Are any of the improved tests, cases that wouldn't be improved by my earlier proposal to demorgan logical ops on compare when one side is free to invert and the other side isn't. Which I think avoids the CSE issues.

test/Transforms/SimplifyCFG/merge-cond-stores.ll
45

This test also got worse, but I guess it will CSE too?

Are any of the improved tests, cases that wouldn't be improved by my earlier proposal to demorgan logical ops on compare when one side is free to invert and the other side isn't. Which I think avoids the CSE issues.

I was wondering about that too. You're referring to D32725? We're getting the same outcome on the SimplifyCFG tests - 'test_simple' and 'test_recursive', but yes, we have the CSE-related diff on 'test_simple_commuted'.

test/Transforms/SimplifyCFG/merge-cond-stores.ll
45

Right - we'd expect X3 to be matched with X2 and deleted by -early-cse.

spatel added a comment.Aug 1 2017, 6:15 AM

Ping.

For reference, I mentioned this patch in a related discussion about instcombine and folding of cmps:
http://lists.llvm.org/pipermail/llvm-dev/2017-July/115452.html

Based on that thread, I think we do want to proceed with this canonicalization, rather than the inverse transform suggested in:
https://bugs.llvm.org/show_bug.cgi?id=27431
...but let me know if there's a better way.

We definitely should do something to fix an invert of a compare feeding an 'and' or 'or' op. I've seen it prevent folding 'and of icmps' or 'or of icmps' because we won't look through the not in those folds. The ones I've seen would have been handled by something like D32725.

This doesn't do anything to fix PR27431 right?

Do we have any real motivating examples that don't involve the compares being used by bitwise operations that D32725 would take care of?

spatel added a comment.Aug 1 2017, 2:44 PM

We definitely should do something to fix an invert of a compare feeding an 'and' or 'or' op. I've seen it prevent folding 'and of icmps' or 'or of icmps' because we won't look through the not in those folds. The ones I've seen would have been handled by something like D32725.
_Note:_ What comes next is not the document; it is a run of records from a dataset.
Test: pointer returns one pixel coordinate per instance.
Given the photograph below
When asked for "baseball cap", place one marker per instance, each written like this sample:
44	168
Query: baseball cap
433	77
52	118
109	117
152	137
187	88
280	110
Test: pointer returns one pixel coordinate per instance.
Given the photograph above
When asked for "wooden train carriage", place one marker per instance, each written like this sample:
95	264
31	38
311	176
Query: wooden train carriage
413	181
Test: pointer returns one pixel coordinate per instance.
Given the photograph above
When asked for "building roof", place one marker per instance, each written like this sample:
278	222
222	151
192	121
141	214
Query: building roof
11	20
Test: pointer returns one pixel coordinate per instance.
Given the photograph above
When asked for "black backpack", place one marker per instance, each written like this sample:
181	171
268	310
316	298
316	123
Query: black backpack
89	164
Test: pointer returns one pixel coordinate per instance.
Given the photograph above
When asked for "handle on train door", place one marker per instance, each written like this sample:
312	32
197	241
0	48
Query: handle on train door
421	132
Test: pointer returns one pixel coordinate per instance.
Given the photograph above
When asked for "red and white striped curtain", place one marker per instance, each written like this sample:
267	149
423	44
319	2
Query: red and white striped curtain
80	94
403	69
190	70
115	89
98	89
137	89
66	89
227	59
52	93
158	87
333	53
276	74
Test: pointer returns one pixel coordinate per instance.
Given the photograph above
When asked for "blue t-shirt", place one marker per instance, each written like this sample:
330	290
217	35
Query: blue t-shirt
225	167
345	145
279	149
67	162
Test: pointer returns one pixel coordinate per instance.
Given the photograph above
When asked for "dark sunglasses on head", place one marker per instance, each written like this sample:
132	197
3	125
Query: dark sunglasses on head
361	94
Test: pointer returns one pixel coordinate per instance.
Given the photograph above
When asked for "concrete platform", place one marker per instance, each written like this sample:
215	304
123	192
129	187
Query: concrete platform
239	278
This doesn't do anything to fix PR27431 right?

int a;
char b;
int fn1() { return a && b || a && b; }

This eliminates a 'not' op, but doesn't actually solve that example. Currently, we have this at -O2:

define i32 @fn1(i32 %a, i8 signext %b) {
entry:
  %tobool = icmp ne i32 %a, 0
  %tobool.not = xor i1 %tobool, true
  %tobool1 = icmp eq i8 %b, 0
  %or.cond = or i1 %tobool1, %tobool.not
  br i1 %or.cond, label %lor.rhs, label %lor.end

lor.rhs:                                          ; preds = %entry
  %tobool4 = icmp ne i8 %b, 0
  %0 = and i1 %tobool, %tobool4
  %phitmp = zext i1 %0 to i32
  br label %lor.end

lor.end:                                          ; preds = %entry, %lor.rhs
  %1 = phi i32 [ %phitmp, %lor.rhs ], [ 1, %entry ]
  ret i32 %1
}

With this patch applied, we get:

define i32 @fn1(i32 %a, i8 signext %b)  {
entry:
  %tobool.not = icmp eq i32 %a, 0
  %tobool1 = icmp eq i8 %b, 0
  %or.cond = or i1 %tobool.not, %tobool1
  br i1 %or.cond, label %lor.rhs, label %lor.end

lor.rhs:                                          ; preds = %entry
  %tobool = icmp ne i32 %a, 0
  %tobool4 = icmp ne i8 %b, 0
  %0 = and i1 %tobool, %tobool4
  %phitmp = zext i1 %0 to i32
  br label %lor.end

lor.end:                                          ; preds = %entry, %lor.rhs
  %1 = phi i32 [ %phitmp, %lor.rhs ], [ 1, %entry ]
  ret i32 %1
}

This form (more clearly DeMorganized ops) seems easier to have GVN match?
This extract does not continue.